Die Nationalelf hat im letzten Anlauf das Ticket zur EM nach Frankreich gebucht. Doch bis zum Sommer hat Löw noch einiges zu tun. Ein Kommentar von HNA-Sportchef Frank Ziemke.

So, das wäre also geschafft. Den letzten Akt hat das Team von Joachim Löw erledigt. Wie allerdings, das passte zu einer holprigen Qualifikationsrunde. Niederlagen gegen Polen und Irland – und nun ein Zitterauftritt gegen Georgien – damit war im Vorfeld nicht wirklich zu rechnen.

Es passt aber zum Geschehen in fast allen Gruppen. Dabei lautete die Hauptkritik am aufgeblähten Modus, bei dem selbst viele Drittplazierte noch weiterkommen, doch: Diese Qualifikation ist ein Freibrief für die Großen. Es kam dann ganz anders.

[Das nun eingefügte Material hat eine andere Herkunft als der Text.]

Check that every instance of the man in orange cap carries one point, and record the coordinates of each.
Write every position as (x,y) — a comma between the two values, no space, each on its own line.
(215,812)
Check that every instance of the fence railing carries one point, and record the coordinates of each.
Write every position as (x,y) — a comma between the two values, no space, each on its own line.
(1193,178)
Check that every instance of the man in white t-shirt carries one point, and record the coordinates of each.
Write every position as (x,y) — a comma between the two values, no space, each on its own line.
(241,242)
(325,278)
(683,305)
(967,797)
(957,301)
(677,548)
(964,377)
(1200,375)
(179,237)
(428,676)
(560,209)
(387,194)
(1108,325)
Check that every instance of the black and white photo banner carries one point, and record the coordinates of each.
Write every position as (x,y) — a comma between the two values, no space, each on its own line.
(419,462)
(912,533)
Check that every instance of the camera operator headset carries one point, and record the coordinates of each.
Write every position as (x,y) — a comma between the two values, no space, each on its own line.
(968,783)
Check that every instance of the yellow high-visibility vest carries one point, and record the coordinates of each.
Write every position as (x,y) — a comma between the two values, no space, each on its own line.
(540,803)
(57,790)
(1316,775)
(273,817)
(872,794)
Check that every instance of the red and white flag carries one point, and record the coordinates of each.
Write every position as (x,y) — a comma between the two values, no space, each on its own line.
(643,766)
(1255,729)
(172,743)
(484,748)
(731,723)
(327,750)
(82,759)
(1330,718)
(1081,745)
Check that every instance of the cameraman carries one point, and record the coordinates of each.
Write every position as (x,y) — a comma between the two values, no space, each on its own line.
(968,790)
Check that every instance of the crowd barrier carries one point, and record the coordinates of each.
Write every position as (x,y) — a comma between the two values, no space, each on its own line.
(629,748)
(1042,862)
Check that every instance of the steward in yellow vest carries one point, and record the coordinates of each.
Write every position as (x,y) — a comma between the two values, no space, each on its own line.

Es waren vor allem die kleineren Fußball-Nationen, die ihre Chance energisch nutzten. Die Isländer, die Waliser, Iren und Nordiren, Albaner. Sie alle brachten richtig Schwung in diesen Wettbewerb, der alles war, aber eben nicht langweilig. Und nur am Rande: Sogar die Faröer haben zweimal gewonnen.

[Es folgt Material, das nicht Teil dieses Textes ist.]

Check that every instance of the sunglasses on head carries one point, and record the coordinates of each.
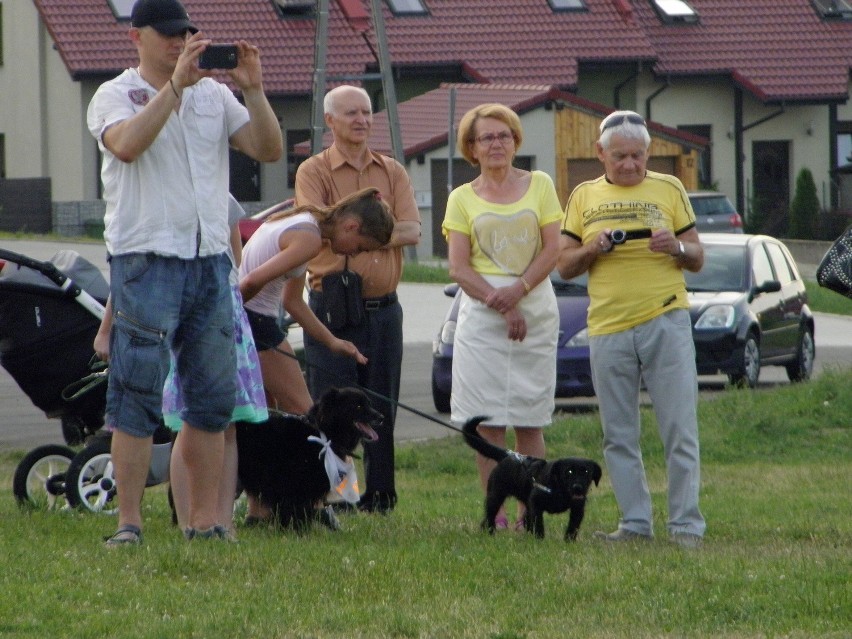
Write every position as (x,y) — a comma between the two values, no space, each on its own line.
(621,119)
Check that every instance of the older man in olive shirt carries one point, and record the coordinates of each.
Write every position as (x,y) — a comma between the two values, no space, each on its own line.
(345,167)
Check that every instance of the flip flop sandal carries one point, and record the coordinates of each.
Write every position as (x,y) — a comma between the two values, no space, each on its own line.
(127,534)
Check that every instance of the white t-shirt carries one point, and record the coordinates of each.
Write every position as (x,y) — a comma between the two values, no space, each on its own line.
(262,247)
(173,199)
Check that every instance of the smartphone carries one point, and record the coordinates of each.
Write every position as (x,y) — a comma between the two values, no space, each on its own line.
(218,56)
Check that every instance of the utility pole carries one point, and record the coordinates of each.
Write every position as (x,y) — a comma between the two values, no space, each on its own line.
(385,74)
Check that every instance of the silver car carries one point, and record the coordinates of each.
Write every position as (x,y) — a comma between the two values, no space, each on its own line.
(714,213)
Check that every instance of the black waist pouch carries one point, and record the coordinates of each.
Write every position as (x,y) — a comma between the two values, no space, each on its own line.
(342,300)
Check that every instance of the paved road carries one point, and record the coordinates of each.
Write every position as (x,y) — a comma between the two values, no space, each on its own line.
(22,426)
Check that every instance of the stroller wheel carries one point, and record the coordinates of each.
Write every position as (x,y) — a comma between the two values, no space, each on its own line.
(40,476)
(90,480)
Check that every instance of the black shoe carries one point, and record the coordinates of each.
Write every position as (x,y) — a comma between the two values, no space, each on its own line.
(345,508)
(382,503)
(327,518)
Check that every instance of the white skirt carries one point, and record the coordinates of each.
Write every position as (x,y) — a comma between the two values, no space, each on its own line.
(510,382)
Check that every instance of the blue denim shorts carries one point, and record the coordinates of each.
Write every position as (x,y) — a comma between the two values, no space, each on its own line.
(161,304)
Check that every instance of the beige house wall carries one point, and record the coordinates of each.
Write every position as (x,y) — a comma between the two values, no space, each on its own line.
(708,102)
(21,115)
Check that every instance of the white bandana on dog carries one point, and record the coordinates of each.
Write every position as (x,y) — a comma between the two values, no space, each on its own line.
(342,477)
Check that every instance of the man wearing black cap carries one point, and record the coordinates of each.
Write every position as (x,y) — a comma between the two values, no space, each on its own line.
(165,128)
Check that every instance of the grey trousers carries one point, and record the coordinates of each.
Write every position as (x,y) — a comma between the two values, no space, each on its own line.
(661,353)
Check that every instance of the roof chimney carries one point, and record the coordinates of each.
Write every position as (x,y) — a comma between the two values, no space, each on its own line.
(624,8)
(355,14)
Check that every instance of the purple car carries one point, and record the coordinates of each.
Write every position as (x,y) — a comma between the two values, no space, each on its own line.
(573,372)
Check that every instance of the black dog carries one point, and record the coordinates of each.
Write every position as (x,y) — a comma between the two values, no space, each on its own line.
(543,487)
(280,466)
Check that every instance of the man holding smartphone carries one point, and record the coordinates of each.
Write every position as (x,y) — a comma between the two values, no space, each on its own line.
(165,128)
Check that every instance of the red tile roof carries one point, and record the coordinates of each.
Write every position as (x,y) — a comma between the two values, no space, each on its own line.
(424,120)
(778,49)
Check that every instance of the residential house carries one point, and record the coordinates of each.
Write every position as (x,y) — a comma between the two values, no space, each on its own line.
(765,81)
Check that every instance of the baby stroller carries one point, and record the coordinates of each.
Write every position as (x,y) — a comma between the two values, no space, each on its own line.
(49,315)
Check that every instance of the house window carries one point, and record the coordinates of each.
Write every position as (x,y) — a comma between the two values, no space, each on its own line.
(407,7)
(295,8)
(121,8)
(566,5)
(671,11)
(841,9)
(705,158)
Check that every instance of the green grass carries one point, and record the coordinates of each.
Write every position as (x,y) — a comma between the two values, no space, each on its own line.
(425,273)
(824,300)
(776,561)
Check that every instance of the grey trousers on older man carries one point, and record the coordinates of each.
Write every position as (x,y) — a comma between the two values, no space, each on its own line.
(661,353)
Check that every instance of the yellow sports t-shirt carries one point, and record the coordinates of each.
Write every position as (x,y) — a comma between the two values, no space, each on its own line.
(631,285)
(504,238)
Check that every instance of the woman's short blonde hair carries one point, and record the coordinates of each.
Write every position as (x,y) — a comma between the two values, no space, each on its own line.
(467,127)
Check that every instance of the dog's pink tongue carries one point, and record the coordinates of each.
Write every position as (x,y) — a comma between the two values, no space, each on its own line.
(369,433)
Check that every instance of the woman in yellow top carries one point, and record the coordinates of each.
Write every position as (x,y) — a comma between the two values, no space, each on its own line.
(503,234)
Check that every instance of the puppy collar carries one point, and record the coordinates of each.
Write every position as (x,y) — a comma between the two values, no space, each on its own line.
(342,478)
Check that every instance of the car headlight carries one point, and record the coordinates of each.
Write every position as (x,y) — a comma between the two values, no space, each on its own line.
(581,338)
(716,317)
(448,332)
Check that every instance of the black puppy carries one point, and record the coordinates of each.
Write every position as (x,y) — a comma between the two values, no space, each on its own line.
(543,486)
(284,469)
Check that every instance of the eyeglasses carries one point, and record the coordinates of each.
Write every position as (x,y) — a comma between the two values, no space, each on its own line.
(621,119)
(488,138)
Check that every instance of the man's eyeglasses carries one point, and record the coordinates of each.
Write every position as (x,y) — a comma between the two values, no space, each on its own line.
(488,139)
(621,119)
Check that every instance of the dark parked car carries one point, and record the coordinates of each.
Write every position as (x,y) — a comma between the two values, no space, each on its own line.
(573,373)
(749,309)
(714,213)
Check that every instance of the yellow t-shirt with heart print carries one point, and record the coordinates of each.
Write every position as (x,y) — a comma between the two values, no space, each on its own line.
(504,238)
(631,285)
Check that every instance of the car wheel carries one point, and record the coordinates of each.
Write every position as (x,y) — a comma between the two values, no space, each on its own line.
(801,369)
(750,366)
(439,397)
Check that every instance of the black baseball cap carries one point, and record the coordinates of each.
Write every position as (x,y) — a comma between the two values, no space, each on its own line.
(166,16)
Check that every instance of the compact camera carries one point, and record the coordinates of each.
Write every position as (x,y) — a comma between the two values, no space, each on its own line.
(618,236)
(218,56)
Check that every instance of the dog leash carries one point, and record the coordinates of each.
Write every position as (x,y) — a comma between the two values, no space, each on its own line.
(373,393)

Das auch die Nummer eins der Welt Probleme hatte, in Irland leichtfertig einen Matchball vergab, zeigt: Die Konzentration muss hoch gehalten werden. Auch gegen vermeintlich leichte Gegner. Und gerade auch das gestrige Spiel zeigte: Bis zum Juni wartet sehr viel Arbeit auf den Bundestrainer und seine Mannschaft. Der personelle Umbruch ist noch nicht vollendet. Die Überlastung der Nationalspieler eine Gefahr. Es gibt weiter Problempositionen wie die rechte Außenbahn. Und dazu ein neues Dilemma: die unfassbar schlechte Chancenauswertung.

Aber sagen wir es mal so: Das sind Probleme, die die Holländer derzeit gern hätten. Deshalb gilt von heute an: Freuen wir uns auf die Endrunde!